# Autocorrelation

Series Geophysical References Series Problems in Exploration Seismology and their Solutions Lloyd P. Geldart and Robert E. Sheriff 9 295 - 366 http://dx.doi.org/10.1190/1.9781560801733 ISBN 9781560801153 SEG Online Store

## Problem 9.21a

Show that the autocorrelation $\phi _{gg}(i-j)$ is given by

 {\begin{aligned}\phi _{gg}(i-j)=\mathop {\sum } \limits _{t}^{}g_{t-j}g_{t-i}.\end{aligned}} (9.21a)

### Solution

The autocorrelation of $g_{t}$ is given by equation (9.8e):

{\begin{aligned}\phi _{gg}(\tau )=\mathop {\sum } \limits _{k}^{}g_{k}\ g_{k+\tau }.\end{aligned}} If we equate $g_{t-j}$ in equation (9.21a) to $g_{k}$ in equation (9.8e), we have $k=t-j$ , so equation (9.21a) becomes

{\begin{aligned}\mathop {\sum } \limits _{k}^{}g_{k}\ g_{k+i-j}=\phi _{gg}(i-j).\end{aligned}} ## Problem 9.21b

Calculate $\phi _{ff}$ for the right triangle shown in Figure 9.21a.
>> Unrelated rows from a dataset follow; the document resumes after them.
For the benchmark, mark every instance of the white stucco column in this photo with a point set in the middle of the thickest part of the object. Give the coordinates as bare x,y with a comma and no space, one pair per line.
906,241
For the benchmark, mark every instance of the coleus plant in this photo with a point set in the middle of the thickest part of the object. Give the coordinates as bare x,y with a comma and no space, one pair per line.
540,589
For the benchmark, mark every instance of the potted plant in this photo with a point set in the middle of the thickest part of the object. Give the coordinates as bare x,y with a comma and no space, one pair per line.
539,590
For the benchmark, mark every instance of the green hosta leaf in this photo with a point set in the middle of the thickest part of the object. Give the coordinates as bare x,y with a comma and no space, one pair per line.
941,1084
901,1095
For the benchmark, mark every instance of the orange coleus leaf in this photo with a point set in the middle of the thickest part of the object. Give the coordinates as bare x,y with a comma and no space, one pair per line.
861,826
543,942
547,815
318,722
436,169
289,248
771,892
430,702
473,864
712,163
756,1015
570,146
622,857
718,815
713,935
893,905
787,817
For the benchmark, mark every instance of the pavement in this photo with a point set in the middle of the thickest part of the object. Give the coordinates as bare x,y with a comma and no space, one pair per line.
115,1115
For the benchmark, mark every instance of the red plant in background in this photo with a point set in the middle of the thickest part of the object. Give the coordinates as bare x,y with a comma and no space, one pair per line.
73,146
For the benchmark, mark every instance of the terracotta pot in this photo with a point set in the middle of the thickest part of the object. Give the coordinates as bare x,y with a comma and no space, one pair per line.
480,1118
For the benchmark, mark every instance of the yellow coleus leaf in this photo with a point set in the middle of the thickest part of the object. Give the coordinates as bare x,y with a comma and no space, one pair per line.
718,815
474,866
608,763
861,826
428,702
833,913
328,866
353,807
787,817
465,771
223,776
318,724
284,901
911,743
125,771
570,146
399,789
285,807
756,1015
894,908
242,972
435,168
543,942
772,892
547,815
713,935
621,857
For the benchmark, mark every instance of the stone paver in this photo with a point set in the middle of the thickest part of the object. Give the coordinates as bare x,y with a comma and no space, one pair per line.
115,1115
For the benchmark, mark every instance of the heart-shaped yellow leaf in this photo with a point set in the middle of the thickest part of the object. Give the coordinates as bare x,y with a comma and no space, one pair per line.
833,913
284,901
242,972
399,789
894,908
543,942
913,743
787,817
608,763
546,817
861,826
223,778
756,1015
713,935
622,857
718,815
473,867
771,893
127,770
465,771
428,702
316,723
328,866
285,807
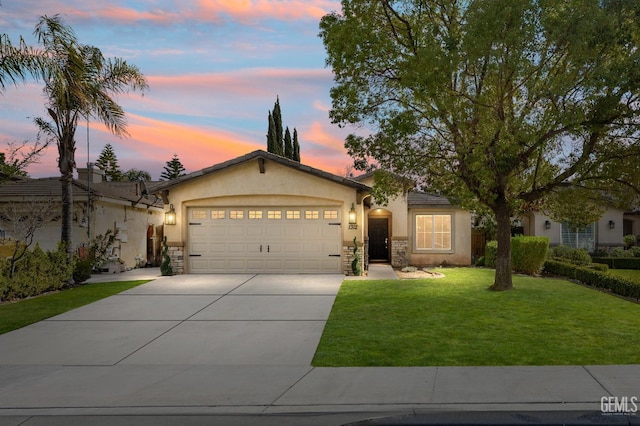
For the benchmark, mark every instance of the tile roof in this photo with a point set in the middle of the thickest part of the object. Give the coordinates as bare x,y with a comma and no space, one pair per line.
417,199
260,154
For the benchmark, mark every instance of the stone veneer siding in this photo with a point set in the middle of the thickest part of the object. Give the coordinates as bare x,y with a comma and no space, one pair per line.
347,257
399,252
176,254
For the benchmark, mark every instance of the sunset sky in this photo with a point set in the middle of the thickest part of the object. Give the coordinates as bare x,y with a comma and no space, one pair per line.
214,69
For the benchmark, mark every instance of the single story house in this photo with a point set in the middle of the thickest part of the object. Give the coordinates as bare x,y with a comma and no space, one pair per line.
264,213
605,234
125,207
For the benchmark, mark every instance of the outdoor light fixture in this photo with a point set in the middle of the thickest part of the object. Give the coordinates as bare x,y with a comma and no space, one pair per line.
353,218
170,216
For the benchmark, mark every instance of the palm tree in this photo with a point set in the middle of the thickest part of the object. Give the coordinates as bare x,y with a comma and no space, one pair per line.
17,61
79,82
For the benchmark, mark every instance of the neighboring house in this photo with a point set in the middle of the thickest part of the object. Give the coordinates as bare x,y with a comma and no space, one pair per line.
606,233
264,213
123,206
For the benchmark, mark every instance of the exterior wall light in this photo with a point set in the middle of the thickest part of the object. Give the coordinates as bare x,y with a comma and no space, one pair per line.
170,216
353,218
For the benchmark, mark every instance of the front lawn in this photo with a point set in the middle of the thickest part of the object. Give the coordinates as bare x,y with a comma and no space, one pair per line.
456,321
630,274
25,312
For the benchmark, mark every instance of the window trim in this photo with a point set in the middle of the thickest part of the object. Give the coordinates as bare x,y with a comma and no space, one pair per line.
593,228
414,233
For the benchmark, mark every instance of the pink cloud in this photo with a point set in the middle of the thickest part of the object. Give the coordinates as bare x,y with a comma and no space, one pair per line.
170,13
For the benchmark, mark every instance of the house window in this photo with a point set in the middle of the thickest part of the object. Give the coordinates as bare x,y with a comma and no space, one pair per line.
433,232
331,214
198,214
236,214
255,214
293,214
312,214
582,238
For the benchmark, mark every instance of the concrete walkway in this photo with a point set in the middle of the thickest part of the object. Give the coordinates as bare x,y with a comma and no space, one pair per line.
237,349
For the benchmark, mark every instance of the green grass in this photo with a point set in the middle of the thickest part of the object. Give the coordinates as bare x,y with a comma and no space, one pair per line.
25,312
456,321
630,274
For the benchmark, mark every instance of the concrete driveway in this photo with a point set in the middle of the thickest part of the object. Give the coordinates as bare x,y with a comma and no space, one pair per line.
186,320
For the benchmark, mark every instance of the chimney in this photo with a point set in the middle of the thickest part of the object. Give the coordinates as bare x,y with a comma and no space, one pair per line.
96,175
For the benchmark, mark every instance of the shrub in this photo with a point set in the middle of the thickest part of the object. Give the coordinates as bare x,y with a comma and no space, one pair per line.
567,254
594,278
629,240
528,254
82,270
490,253
165,267
599,267
619,262
37,272
618,252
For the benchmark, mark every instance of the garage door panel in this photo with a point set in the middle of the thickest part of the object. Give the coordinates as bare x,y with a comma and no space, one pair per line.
289,244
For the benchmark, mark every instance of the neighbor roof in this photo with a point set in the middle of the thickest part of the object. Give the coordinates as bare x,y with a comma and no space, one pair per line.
260,154
24,189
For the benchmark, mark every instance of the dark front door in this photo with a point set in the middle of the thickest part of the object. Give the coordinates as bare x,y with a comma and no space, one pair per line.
379,239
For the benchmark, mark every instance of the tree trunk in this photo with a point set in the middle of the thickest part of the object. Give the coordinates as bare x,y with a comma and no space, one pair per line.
67,213
503,278
66,164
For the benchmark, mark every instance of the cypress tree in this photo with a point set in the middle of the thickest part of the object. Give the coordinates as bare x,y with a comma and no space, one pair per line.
288,145
271,135
108,162
296,146
277,120
173,169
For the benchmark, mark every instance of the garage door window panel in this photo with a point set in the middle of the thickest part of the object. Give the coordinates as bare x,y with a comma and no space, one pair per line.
293,214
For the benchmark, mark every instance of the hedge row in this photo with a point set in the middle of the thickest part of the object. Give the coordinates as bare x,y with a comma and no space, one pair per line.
594,278
619,262
36,273
527,254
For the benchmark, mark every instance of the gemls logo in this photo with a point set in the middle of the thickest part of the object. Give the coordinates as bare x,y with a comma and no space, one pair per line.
616,405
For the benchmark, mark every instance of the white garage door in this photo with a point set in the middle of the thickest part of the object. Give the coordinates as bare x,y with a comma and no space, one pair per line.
264,240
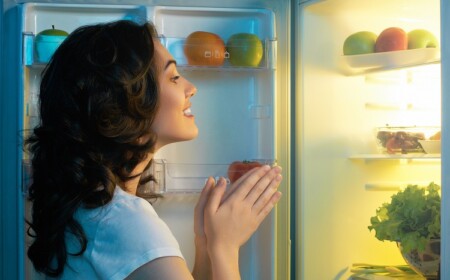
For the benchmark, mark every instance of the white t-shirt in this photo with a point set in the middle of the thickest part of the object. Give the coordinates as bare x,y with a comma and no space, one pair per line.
122,236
{\begin{aligned}f(t)=0,\qquad t\leq 0,\\=(1-t)\;,\quad 0\leq t\leq 1,\\=0,\qquad t\geq 1.\end{aligned}} ### Solution

Let $t=OA$ , $\tau =DO=BC$ , $AB=AF=1-\tau -t$ , $AG=1-t$ :

{\begin{aligned}\phi _{ff}(\tau )={\int }_{-\infty }^{+\infty }f(t)f(t+\tau ){\rm {d}}t={\int }_{0}^{B}AG\times AF\ {\rm {d}}t\\={\int }_{}^{1-\tau }(1-t)(1-\tau -t){\rm {d}}t={\int }_{0}^{1-\tau }[(1-t)^{2}-\tau (1-t)]{\rm {d}}t\\=\left[(-1/3+t-t^{2}+t^{3}/3){\frac {\tau }{2}}-\tau t+\tau t^{2}/2\right]|_{0}^{1-\tau }\\=1/3-\tau /2+\tau ^{3}/6.\\\end{aligned}} Figure 9.21a shows that a displacement of $-\tau$ gives the same result.